The pipeline function is async as it will run some asynchronous code inside it, so we need to tell python that this will be the case. The first thing it does, is to initialize the launcher from the config, this is a trick to be able to swap launchers on the CLI using config overrides. After that, we setup the TrainFAISSIndexModule and schedule it with the launcher. This will check if this step was already executed in the past, and if not, will schedule the module on the cluster (or just locally if you want).

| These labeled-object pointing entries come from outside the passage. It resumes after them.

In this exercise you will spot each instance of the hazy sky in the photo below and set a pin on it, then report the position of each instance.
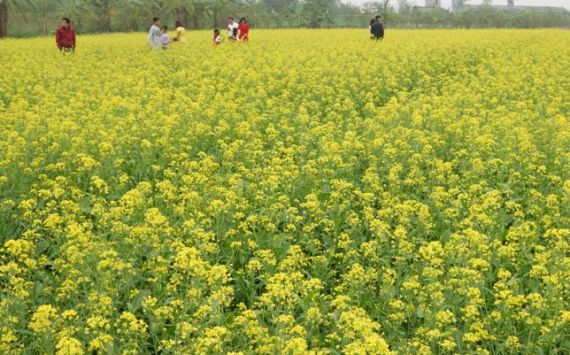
(447, 3)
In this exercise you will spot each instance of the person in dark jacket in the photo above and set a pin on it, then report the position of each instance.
(65, 36)
(378, 29)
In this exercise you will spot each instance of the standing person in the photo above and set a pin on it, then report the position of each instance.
(164, 38)
(378, 29)
(232, 29)
(180, 33)
(372, 21)
(154, 34)
(243, 29)
(65, 36)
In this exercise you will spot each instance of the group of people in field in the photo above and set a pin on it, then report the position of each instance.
(158, 36)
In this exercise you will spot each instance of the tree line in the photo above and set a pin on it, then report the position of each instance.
(36, 17)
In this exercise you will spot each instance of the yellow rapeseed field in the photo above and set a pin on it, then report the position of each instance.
(312, 192)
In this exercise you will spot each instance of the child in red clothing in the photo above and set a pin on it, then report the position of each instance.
(243, 29)
(65, 36)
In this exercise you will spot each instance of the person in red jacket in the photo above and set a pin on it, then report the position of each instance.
(65, 36)
(243, 29)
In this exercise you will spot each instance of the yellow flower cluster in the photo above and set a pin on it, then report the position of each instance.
(311, 192)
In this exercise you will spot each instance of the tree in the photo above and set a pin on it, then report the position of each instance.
(3, 19)
(458, 5)
(318, 12)
(11, 6)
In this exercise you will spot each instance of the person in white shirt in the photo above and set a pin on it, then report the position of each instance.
(232, 29)
(154, 34)
(165, 40)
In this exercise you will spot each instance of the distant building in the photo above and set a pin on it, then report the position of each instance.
(431, 6)
(542, 9)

The await keyword tells python to "wait" for the job to finish and once that is done, move to the next step. As we need to pass the generated index to the populate step, we take the config read from hydra, and fill up the index with the output of the training. We schedule and await that step, and finally just log the location of the output file.

Let's look at the config:

conf/config

embedding_files: ???
embedding_dimensions: 1024
index_type: ???

launcher:
_target_: stopes.core.Launcher
log_folder: executor_logs
cluster: local
partition:

train_index:
lang: demo
embedding_file: ${embedding_files}
index_type: ${index_type}
data:
bname: demo
iteration: 0
output_dir: ts.index.iteration_0
num_cpu: 40
use_gpu: True
embedding_dimensions: ${embedding_dimensions}
fp16: True


populate_index:
lang: demo
index: ???
index_type: ${index_type}
embedding_files: ${embedding_files}
output_dir: index.0
num_cpu: 40
embedding_dimensions: ${embedding_dimensions}

Hydra will take a yaml file and structure it for our usage in python. You can see that we define at the top level:

embedding_files: ???
index_type: ???

This tells hydra that these two entries are empty and required, so it will enforce that we specify them on the CLI. We pass them down to the sub-configs for train/populate by using the ${} placeholders.

The launcher entry is setup to initialize the submitit that currently provides the main job management system. If you wanted to use a different job/cluster system, you could implement your own launcher.

We can now call our script with:

python mypipeline.py embedding_files='[pathtomyfile.bin]' index_type="OPQ64,IVF1024,PQ64"

We could also override some of the defaults:

python mypipeline.py embedding_files='[pathtomyfile.bin]' index_type="OPQ64,IVF1024,PQ64" train_index.use_gpu=false
note

We use hydra as the configuration system, but note that most modules take a dataclass as config, so you could build that manually from a different system (like argparse) if you did not want to use hydra.